Design fixes are permanent and free per part once the tool is right. Pressure is a per-shot fight with diminishing returns.

Process and gate levers that genuinely help

When the geometry is reasonable and you still see sink or voids, the process and gate side has real levers:

  • Pack pressure and time. Pack to gate seal — long enough to feed the core until the gate freezes, no longer. Too little pack starves the section; the right amount feeds it before freeze.
  • Gate into the thick section. If the gate feeds a thin area and the melt has to travel to the thick section, the path may freeze before the thick part is packed. Gating into or near the heaviest section lets pack pressure reach where the shrink is.
  • Gate size and freeze timing. A gate too small freezes early and cuts off packing prematurely. Confirm the gate stays open long enough via a gate-seal study.
  • Mold and melt temperature. These shift the balance between sink and void and affect how the skin freezes; tune them, but they won’t rescue a section that’s simply too thick.

A practical sequence

  1. Identify sink or void, and locate it relative to thick features (ribs, bosses, heavy walls).
  2. Check the geometry first. Is there a thick section, a heavy rib/boss junction, or an abrupt transition driving it? If so, that’s the real fix.
  3. For a reasonable geometry, confirm pack pressure and time to gate seal, and that the gate feeds the thick section and stays open long enough.
  4. Tune mold/melt temperature to shift the skin-freeze balance.
  5. If geometry is the cause, flag it as a design correction (thin the wall, size the rib, core the section) rather than living with a per-shot pressure fight.

FAQs

What’s the difference between a sink mark and a void?
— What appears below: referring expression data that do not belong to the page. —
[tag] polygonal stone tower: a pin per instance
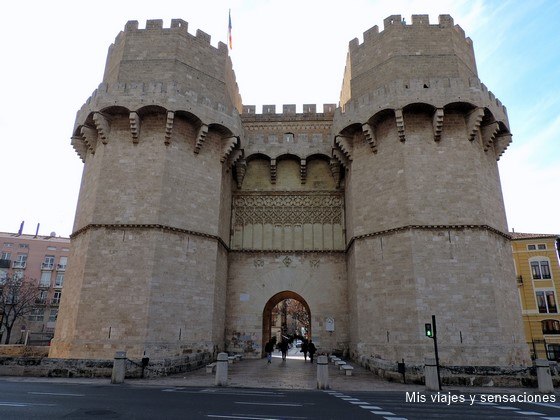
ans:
(420, 135)
(149, 265)
(197, 216)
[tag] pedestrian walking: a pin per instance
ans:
(311, 349)
(269, 348)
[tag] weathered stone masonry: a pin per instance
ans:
(195, 212)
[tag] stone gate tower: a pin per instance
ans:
(197, 214)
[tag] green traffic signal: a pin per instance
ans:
(429, 332)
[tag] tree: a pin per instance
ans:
(18, 297)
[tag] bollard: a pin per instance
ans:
(119, 368)
(430, 375)
(322, 372)
(544, 377)
(221, 369)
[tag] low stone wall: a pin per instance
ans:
(85, 368)
(476, 376)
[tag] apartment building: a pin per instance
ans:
(537, 268)
(42, 260)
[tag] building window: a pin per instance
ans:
(56, 298)
(540, 269)
(546, 302)
(45, 279)
(37, 314)
(53, 315)
(551, 326)
(59, 282)
(48, 263)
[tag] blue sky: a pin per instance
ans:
(284, 52)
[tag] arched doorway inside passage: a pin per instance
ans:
(286, 314)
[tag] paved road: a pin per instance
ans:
(55, 400)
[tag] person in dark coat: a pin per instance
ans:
(311, 349)
(284, 348)
(304, 349)
(269, 348)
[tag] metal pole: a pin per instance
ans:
(435, 349)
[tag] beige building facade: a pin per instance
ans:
(197, 214)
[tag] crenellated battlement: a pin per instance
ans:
(397, 22)
(177, 26)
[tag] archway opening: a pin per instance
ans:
(286, 315)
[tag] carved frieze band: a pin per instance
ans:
(288, 209)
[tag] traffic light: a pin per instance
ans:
(429, 332)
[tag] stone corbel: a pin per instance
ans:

They come from the same cause — a thick section shrinking as its core cools — but differ in whether the skin holds. If the surface skin is still soft when the core shrinks, it gets pulled inward and you see a sink mark on the surface. If the skin has already frozen solid, it can’t move, so the shrinking core opens an internal vacuum bubble (a void) hidden inside the part. Sink is on the surface; a void is internal and often invisible unless you section the part or it’s translucent.

Why doesn’t more pack pressure fix my sink marks?

Because pack pressure only works until the gate freezes. Once the gate seals, no machine pressure reaches the cavity, and a section that’s too thick keeps shrinking after that point regardless of what the press does. Raising pack helps within limits, but if the underlying cause is a wall or boss that’s simply too thick, you’re fighting the geometry every shot. The durable fix is to thin and even the wall, size ribs to the wall, or core out the heavy section — design changes that pressure can’t substitute for.

How thick is too thick for a wall?

It depends on the resin and the part, so treat any single number as illustrative rather than a rule — but uniformity matters as much as absolute thickness. Walls much above roughly 2–3 mm start to invite sink and thickness shadows on cosmetic surfaces, and abrupt changes from thick to thin concentrate shrink and stress. The practical aim is a thin, uniform wall with gradual transitions, ribs kept to about half to two-thirds of the wall they join, and heavy solid sections cored out. Defer exact limits to the material datasheet and a flow analysis.

Why do sink marks show up opposite ribs and bosses?

Because a rib or boss adds material at its junction with the wall, creating a locally thick spot. That thick junction cools and shrinks more than the surrounding thin wall, and the extra shrink pulls the opposite (show) surface inward — a sink mark that mirrors the rib on the back. Keeping rib and boss thickness to roughly half to two-thirds of the adjoining wall keeps the junction from becoming a heavy section, which is why that ratio is a standard design guideline for avoiding read-through sink.